Oando Plans Solar Panels Assembly Plant
In terms of clean energy, the President and Chief Executive of Oando Clean Energy, Ademola Ogunbanjo, stated on Monday that out of the planned 1,200mw, Oando will be rolling out by this time next year, the first 600mw line.
“It will also be the first, on the African continent, solar modular assembly plant with a recycling line. So we’re building a solar modular assembly plant in Nigeria that will not only roll out solar panels, but also be able to take solar panels that are no longer working, maybe due to age or dysfunction, and recycle them into raw materials that we can then send back to those who use them for different purposes.

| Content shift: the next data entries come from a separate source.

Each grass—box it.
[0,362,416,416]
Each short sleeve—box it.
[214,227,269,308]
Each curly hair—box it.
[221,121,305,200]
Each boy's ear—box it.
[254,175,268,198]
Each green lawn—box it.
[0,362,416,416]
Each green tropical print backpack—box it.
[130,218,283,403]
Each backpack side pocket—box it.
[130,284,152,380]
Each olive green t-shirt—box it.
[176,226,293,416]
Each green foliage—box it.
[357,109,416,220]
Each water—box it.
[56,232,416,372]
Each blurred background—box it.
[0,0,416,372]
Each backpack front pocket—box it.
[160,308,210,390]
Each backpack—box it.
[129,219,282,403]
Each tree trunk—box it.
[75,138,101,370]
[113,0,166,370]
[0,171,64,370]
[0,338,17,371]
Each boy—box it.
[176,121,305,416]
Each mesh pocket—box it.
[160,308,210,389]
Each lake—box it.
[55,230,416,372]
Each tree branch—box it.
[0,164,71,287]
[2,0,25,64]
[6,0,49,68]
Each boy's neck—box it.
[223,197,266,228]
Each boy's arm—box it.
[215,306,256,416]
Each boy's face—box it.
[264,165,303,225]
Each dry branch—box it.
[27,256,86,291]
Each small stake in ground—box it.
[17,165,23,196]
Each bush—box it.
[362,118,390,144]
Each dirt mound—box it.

“A just transition cannot happen if we don’t retain value on the African continent. It’s not only about building infrastructure for energy provision. It is important that the supply chain is embedded within our environment.
“In another 10 years, Africa would have invested about, say, $50 billion on diverse PV infrastructure projects. And if present trends continue, about 85 per cent to 90 per cent of that money will find its way to China in exchange for solar modules and other components.
“And that’s why to us at Oando, it’s extremely important that we build capacity for manufacturing so that we can supply everyone else in this room who provides the infrastructure. So you buy local. And we’re competitive as well in quality and pricing,” Ogunbanjo added.